An event sourced systems goal is to place the source of truth in an event store, whereas a event driven system usually discards the events/messages once they have been processed. The only point of similarity is that they both have a pub/sub.
Event Driven
In a world of pub sub (event driven) you would ack a message once you are done with it in order to tell the queue that it can discard the message and not take any non processed action (Eg dead letter / retry strategy). However in this world it seems people rarely store these events and replay them later to rebuild aggregates (this moves into event sourced.) the general pattern is
- Messages are written to some sort of exchange. Messages are a chunk of data, often a type with a payload.
- Consumers register routing for the exchanges to put messages into queues
- Consumers then subscribe to those queues.
- Messages are taken off a queue and put into a state that stops others from read by others until a timeout or an Ack message is received.
- The consumers take some action a side effect of which is to update some source of record somewhere (usually mis labelled source of truth).
- In event driven systems the concepts of Event, Message and Command are often blurred.
Event Sourced
In an event sourced world the events are usually viewed as the source of truth (it may be an authority but correctness is still a problem). Event sourced systems also persist the events as a transactional side effect of carrying out some behaviour.
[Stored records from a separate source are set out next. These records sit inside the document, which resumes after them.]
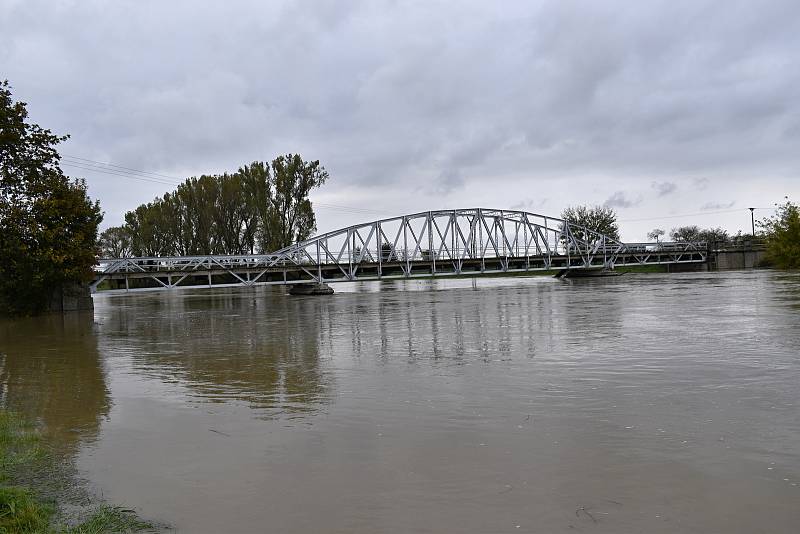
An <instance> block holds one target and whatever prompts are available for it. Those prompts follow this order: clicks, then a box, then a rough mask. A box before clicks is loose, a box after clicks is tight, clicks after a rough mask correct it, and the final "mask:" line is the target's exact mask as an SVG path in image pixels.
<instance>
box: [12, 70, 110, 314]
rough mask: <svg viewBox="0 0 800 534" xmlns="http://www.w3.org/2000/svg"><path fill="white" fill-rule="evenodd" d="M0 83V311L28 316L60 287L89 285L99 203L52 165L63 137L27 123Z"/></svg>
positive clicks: (81, 188)
mask: <svg viewBox="0 0 800 534" xmlns="http://www.w3.org/2000/svg"><path fill="white" fill-rule="evenodd" d="M27 119H28V111H27V106H26V104H25V103H24V102H15V101H14V100H13V98H12V93H11V89H10V86H9V84H8V81H3V82H0V312H4V313H15V314H35V313H37V312H40V311H42V310H44V308H45V307H46V306H47V304H48V301H49V299H50V297H51V296H52V295H53V294H54V293H55V292H57V291H58V290H60V289H61V288H63V287H65V286H68V285H72V284H77V283H84V282H88V281H89V280H90V279H91V277H92V267H93V266H94V264H95V261H96V257H95V254H96V244H97V227H98V225H99V224H100V221H101V220H102V214H101V212H100V206H99V204H98V203H97V202H92V200H91V199H89V197H88V195H87V194H86V184H85V182H83V181H81V180H71V179H70V178H69V177H67V176H65V175H64V173H63V172H62V170H61V168H60V167H59V160H60V158H59V155H58V152H57V150H56V146H57V145H58V144H59V143H61V142H62V141H64V140H66V139H67V137H64V136H61V137H60V136H56V135H53V133H52V132H51V131H50V130H47V129H44V128H42V127H40V126H39V125H37V124H33V123H30V122H28V120H27Z"/></svg>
The big distinction is that events are that from which state is constructed rather than be things that are applied to a record and then discarded. This confers a number of properties to a system that can be very beneficial. Eg
- System isn’t integrated around a single database of state.
- Changes to the system are additional rather than mutating of a schema.
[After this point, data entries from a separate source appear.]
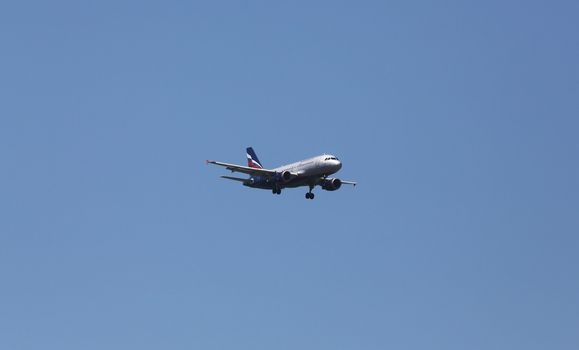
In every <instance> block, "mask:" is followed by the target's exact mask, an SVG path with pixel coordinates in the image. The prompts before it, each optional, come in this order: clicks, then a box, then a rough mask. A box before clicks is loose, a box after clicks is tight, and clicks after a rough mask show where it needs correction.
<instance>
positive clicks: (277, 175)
mask: <svg viewBox="0 0 579 350" xmlns="http://www.w3.org/2000/svg"><path fill="white" fill-rule="evenodd" d="M277 176H278V179H279V181H281V182H283V183H286V182H289V181H290V180H291V179H293V178H294V177H295V176H296V175H295V174H292V173H291V172H290V171H289V170H286V171H282V172H281V173H278V174H277Z"/></svg>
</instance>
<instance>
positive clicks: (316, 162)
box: [206, 147, 357, 199]
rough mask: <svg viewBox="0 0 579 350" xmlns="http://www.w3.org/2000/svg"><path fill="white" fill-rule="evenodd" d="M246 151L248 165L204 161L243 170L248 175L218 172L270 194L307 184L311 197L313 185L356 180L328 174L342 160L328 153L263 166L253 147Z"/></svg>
mask: <svg viewBox="0 0 579 350" xmlns="http://www.w3.org/2000/svg"><path fill="white" fill-rule="evenodd" d="M246 151H247V166H243V165H236V164H229V163H222V162H216V161H214V160H208V161H206V162H207V164H215V165H219V166H222V167H225V168H226V169H227V170H231V172H238V173H244V174H248V175H249V176H250V177H249V178H239V177H233V176H221V177H222V178H224V179H228V180H233V181H239V182H241V183H242V184H243V185H244V186H247V187H251V188H260V189H266V190H271V192H272V193H273V194H281V190H282V189H284V188H296V187H300V186H309V188H310V190H309V192H307V193H306V198H307V199H314V194H313V193H312V190H313V189H314V187H316V186H320V187H322V189H324V190H326V191H335V190H337V189H339V188H340V187H341V186H342V185H353V186H356V184H357V183H356V182H353V181H344V180H340V179H338V178H331V177H328V176H329V175H332V174H334V173H336V172H338V171H339V170H340V169H341V168H342V162H340V160H339V159H338V158H337V157H335V156H333V155H330V154H324V155H321V156H316V157H313V158H309V159H306V160H302V161H299V162H295V163H292V164H288V165H282V166H280V167H277V168H274V169H265V168H264V167H263V166H262V165H261V164H262V163H261V162H260V161H259V158H257V155H256V154H255V152H254V151H253V148H252V147H248V148H247V149H246Z"/></svg>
- The entire system can be replayed with different behavior.
- Fully audited
- Very easy to debug and see how state of an object what achieved
- Event sourced systems require command query responsibility segregation. IE the parts that produce events are independent of the parts that consume events
So in an event sourced world On the Command side:
- commands come in. Command application is often synchronous as it requires consistency. Asynchronous consistent commands are possible - and a powerful tool - but requires UX considerations.
- The aggregate root loads in an aggregate for a command (by applying the history of events to it), applies the command through a policy and writes zero or more events
On the Query side:
- Client requests some data by a key usually
- Clients recieves precalculated denormalised read model for that specific use case.
How does this happen?
A read model is a projection. Much like an aggregate is projected from its event stream as it is loaded a read model is simply a different kind of projection. It may be of one (or more) event type, could be to do with a kind of aggegate or anything inbetween.
A ‘Read Model Generator’ (projection) subscribes to an event stream, applies each event to the current state of the object in the read model. This means that a caught up read model always (eventually) represents the latest state in the event store.